Założyłem temat "Narty dla dyskopaty po operacji" odzew bardzo słaby, więc być może moja wina (mało danych), może mało kto ma takie problemy, nieważne. Spróbuję jeszcze raz.
Jestem po operacji kręgosłupa, usunięcie dysku na poziomie L5-S1. W związku z tym jestem w dość słabej formie fizycznej nie mogę przeciążać kręgosłupa. Kiedyś jeździłem bardzo dobrze (8 może nawet 9). Z obecnymi problemami z ułomną fizycznością - 6 to jest to na co mogę sobie pozwolić. Mam 183 wzrostu aktualnie 90 kg i 44 lata. W tym sezonie po 4 latach nieobecności na stokach, pierwszy raz spróbowałem. Wbrew moim obawom nie było źle. Z racji bliskości jeżdżę głównie w Sudetach najchętniej Czarna Góra i B -FIS. W wypożyczalniach trudno znaleźć dobre narty, głównie oferta "marketowa". Wypożyczałem różne - nic ciekawego. Nie ukrywam najlepiej zjeżdżało mi się na damskich Salomon Rush 7, Elan Magic Wave - czy jakoś tak. Ale są zbyt miękkie, poza tym łatwość wchodzenia w krótki skręt bez nadmiernego angażowania całego układu mięśni to nie wszystko.

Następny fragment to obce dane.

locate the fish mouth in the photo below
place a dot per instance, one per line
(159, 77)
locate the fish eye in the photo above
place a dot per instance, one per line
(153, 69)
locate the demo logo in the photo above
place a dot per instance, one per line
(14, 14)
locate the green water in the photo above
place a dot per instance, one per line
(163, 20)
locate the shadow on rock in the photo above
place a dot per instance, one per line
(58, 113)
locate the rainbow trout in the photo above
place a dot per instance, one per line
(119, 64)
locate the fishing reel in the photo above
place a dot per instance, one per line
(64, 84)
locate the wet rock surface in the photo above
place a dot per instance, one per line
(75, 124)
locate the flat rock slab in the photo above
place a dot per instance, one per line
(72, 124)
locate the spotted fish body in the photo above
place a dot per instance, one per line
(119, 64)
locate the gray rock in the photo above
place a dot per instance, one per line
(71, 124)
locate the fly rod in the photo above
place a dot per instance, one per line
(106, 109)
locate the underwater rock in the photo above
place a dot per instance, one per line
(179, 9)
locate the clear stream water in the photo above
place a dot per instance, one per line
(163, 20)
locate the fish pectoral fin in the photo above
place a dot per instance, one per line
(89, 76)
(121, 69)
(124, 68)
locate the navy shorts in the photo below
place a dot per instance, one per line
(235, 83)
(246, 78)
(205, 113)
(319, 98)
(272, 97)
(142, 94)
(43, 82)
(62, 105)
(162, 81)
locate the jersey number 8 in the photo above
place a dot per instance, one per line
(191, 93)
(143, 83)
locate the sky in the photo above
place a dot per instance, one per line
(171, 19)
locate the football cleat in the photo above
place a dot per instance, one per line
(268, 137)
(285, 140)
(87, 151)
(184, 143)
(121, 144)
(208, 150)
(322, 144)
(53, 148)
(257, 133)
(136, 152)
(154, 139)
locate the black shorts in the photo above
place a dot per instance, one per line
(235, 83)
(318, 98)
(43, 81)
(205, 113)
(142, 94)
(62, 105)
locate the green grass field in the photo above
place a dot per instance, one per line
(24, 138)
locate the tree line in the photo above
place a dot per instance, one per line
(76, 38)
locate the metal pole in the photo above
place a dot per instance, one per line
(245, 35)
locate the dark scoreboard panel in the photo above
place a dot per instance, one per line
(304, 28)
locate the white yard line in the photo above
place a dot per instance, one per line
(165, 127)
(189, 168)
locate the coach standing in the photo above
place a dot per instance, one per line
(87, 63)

Potrzebuję nart do krótkiego skrętu typowo slalomowych, lekkich, sterownych, dobrze trzymających krawędź. Raczej nie mogę jeździć po rozjeżdżonych stokach z muldami, zatem tylko do 13.
Jak byłem zdrowy i silny nie interesowałem się szczególnie sprzętem, jeździło mi się dobrze na prawie każdym rodzaju nart, dawałem im fizycznie radę. Teraz jest inaczej. Czuję swoją ułomność i dlatego proszę o życzliwą pomoc.